In this file, there are two database labels for each sensor(camera, lidar), {sensorname}_stamp and {sensorname}_pose. The columns of {sensorname}_stamp database label mean the timestamp and the columns of {sensorname}_pose database label mean the pose array by following format:

[tx ty tz qw qx qy qz]^T

For example, to get the pose of 22970285_1555392901779869.jpg image, first, search the index having same timestamp 1555392901779869 in 22970285_stamp database. After then, access the pose array with the searched index in 22970285_pose database.

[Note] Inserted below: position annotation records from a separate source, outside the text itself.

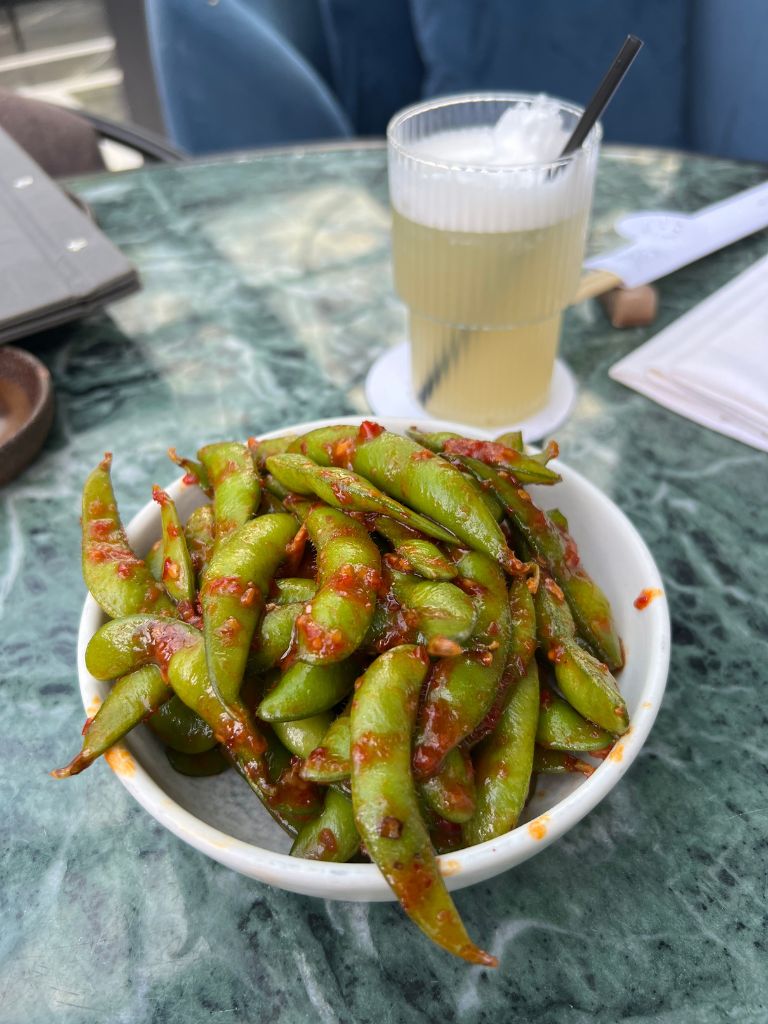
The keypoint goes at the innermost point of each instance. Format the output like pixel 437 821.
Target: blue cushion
pixel 227 80
pixel 730 82
pixel 562 47
pixel 376 68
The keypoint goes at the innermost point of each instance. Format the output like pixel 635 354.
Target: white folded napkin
pixel 712 364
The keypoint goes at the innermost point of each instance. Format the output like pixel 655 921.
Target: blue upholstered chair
pixel 235 74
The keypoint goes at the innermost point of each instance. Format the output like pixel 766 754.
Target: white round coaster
pixel 388 392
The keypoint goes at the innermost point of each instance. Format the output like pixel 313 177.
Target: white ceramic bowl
pixel 221 817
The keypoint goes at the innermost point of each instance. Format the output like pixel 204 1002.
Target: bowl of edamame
pixel 370 659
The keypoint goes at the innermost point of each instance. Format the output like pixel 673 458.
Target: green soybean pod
pixel 504 763
pixel 305 689
pixel 386 808
pixel 302 735
pixel 330 762
pixel 333 835
pixel 562 728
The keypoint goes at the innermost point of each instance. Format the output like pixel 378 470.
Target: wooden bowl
pixel 26 410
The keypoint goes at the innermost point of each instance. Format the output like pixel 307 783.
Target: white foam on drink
pixel 489 178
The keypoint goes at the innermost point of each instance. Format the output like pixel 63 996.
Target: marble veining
pixel 267 293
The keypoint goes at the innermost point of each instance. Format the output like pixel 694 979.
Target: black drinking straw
pixel 592 112
pixel 604 92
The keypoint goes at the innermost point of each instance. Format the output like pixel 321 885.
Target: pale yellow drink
pixel 486 257
pixel 450 279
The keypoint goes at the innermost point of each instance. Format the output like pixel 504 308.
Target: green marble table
pixel 267 293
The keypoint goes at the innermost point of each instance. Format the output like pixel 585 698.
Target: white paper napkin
pixel 712 365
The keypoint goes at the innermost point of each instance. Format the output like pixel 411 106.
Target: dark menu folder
pixel 55 264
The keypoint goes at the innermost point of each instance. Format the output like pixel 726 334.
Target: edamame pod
pixel 177 574
pixel 308 689
pixel 437 609
pixel 272 639
pixel 330 761
pixel 414 553
pixel 562 728
pixel 557 551
pixel 526 469
pixel 178 649
pixel 348 578
pixel 200 535
pixel 119 581
pixel 180 728
pixel 236 485
pixel 461 689
pixel 344 489
pixel 304 734
pixel 232 595
pixel 386 808
pixel 134 695
pixel 451 794
pixel 504 763
pixel 416 477
pixel 586 683
pixel 333 835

Coordinate system (IMPORTANT!)

We use the robot coordinate system typically used in robotics. In this robot coordinate system, the sensor is going forward on the x-axis, pointing to the left on the y-axis, and pointing to the top on the z-axis. To directly connect to the camera coordinate system, we rotated the pose at the end. You can compose a pose matrix from the searched pose array as follows:

// pseudo code to convert pose array to matrix
pose = Identity(4)
pose[:3, 3] = p[:3]
pose[:3, :3] = Quaternion(p[3:]).rotation_matrix

And, a global 3D point from a pcd file can be projected into the image plane as follows:

// pseudo code to project a 3D point into image
point3d_local = pose.inverse()*point3d
image_pixel = (K*point3d_local).hnormalized()
SeungyounShin commented 4 years ago
  1. submit 형식은 어떻게 되나요 ?
  2. pose 에서 앞에 3개가 의미하는 바는 무엇인가요? 4개는 쿼터니안인가요?
goodguy-dev commented 4 years ago

@SeungyounShin 님, 안녕하세요.

  1. Submit 형식은 제출페이지에 있는 샘플파일을 확인하시면 됩니다.
  2. 앞의 3개는 translation vector를 의미하고, 뒤의 4개는 말씀하신대로 쿼터니언이 맞습니다.